(Bloomberg) -- South Africa’s health-care system may face a major overhaul as the government moves ahead with plans to implement mandatory national insurance and reduce the cost of private care.
The revamp is part of an effort to broaden access to treatment in a country where more than 80 percent of the population lacks private insurance. This leaves many people relying on a public system with too few doctors and dilapidated hospitals and clinics. Of the 8.7 percent of South Africa’s gross domestic product spent on health care, less than half goes to state facilities, government data show.
“We need a massive reorganization of the public health-care system,” Health Minister Aaron Motsoaledi told reporters in the capital, Pretoria, on Thursday. “What we are designing here, no-one has done in the world.”
A draft law published in the government gazette proposes setting up a national health-insurance fund that would buy services from accredited public and private facilities, which would then provide care for registered members.
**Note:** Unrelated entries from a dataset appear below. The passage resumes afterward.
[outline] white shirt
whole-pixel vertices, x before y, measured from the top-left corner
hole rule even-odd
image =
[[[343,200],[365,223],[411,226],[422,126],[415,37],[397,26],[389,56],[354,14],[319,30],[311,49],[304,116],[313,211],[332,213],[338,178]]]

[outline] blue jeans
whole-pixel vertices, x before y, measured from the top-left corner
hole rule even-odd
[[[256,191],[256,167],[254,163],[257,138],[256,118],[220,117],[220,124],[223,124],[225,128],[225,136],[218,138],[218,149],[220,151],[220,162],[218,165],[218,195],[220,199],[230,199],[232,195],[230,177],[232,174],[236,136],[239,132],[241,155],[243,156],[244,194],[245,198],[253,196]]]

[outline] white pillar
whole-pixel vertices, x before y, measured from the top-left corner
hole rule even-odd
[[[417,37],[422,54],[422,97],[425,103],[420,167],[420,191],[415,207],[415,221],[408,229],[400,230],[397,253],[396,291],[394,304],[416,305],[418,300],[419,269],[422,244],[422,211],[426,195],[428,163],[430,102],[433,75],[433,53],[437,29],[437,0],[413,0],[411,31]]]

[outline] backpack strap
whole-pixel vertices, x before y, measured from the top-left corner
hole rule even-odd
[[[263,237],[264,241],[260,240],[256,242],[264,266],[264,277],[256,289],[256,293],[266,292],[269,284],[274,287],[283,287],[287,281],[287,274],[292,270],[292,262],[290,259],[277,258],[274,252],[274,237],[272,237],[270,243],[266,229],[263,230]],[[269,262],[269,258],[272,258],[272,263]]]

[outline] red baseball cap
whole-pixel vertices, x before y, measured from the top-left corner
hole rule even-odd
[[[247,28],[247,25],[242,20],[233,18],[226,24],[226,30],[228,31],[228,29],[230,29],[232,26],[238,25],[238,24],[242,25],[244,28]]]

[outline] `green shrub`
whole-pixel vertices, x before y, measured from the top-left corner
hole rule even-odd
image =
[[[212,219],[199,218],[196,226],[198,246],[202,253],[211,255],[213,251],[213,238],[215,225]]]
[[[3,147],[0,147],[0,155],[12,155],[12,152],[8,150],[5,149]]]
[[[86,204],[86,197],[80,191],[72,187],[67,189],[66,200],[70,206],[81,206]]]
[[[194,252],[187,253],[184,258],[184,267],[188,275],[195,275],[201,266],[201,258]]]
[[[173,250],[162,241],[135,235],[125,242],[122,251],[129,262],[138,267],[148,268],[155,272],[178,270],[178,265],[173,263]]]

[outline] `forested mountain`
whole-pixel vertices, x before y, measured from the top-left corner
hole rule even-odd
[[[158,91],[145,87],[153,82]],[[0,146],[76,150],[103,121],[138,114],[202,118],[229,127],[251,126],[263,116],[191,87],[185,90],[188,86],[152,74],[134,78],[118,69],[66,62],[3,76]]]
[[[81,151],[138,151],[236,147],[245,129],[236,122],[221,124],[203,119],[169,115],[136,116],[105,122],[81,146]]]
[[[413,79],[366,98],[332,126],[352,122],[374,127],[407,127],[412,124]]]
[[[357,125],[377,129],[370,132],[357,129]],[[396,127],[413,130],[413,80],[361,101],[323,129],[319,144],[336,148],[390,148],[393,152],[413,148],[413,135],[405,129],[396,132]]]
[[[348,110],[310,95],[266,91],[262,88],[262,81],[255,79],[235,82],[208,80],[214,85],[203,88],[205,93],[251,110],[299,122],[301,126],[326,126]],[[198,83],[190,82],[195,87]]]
While the law is largely silent on how the system will be funded, Motsoaledi said taxpayer contributions would be compulsory.
A committee answering to the NHI fund board and the health minister would determine the prices the facilities could charge on an annual basis, while another advisory panel would decide what services should be offered. The government plans to fully implement the system by 2026.
“It will definitely be a longer-term plan,” Andre Bekker, an equity analyst at Arqaam Capital in Johannesburg, said by phone. “There seems to be a focus on primary care. It seems to be the most feasible option, where they can hit the hardest the quickest. The impact on the private hospitals in the short-term seems minimal.”
A separate draft law published Thursday proposes forcing private doctors and facilities to charge uniform prices for services and prohibiting top-up payments. Under the current system, medical insurers negotiate their own rates with hospitals and doctors, while patients face varying additional payments depending on their plan.
The draft law also proposes abolishing the use of medical-insurance brokers and scrapping prescribed minimum benefits in favor of comprehensive coverage.
Health-insurance companies now have close to 60 billion rand ($4.4 billion), or 33 percent of their income, in reserves -- more than the 25 percent they’re legally required to maintain. The additional money should be used to improve their members’ benefits, the minister said.
“The Medical Scheme Amendment Bill is a much harsher and much more controversial bill,” Bekker said. “There should be much more focus on that. Getting rid of co-payments is a big deal. There is a risk that medical scheme contributions will have to go up.”
The public has three months to comment on the two draft laws.
An index of South African health-care stocks fell 0.7 percent on Thursday. Hospital operator Netcare Ltd. dropped 1.7 percent in Johannesburg, while Discovery Ltd., the country’s largest health-insurance administrator, fell 0.8 percent.
The government first proposed phasing in national health insurance over a period of 14 years in 2009, but it’s been slow to get off the ground and operational problems have hampered several pilot sites.
The insurance plan is “unaffordable, impractical and unfair” because the government was unable to run an effective health-care system, Lungiswa James, a lawmaker for the main opposition Democratic Alliance, said in an emailed statement. “It does not matter how the minister tries to spin the NHI plan, the fact remains that it simply is not feasible.”
Motsoaledi dismissed the criticism.
“This issue of the poor quality of public health care is being used as a big stick to beat back NHI,” he said. “Fixing the quality of public health care is an ongoing event.”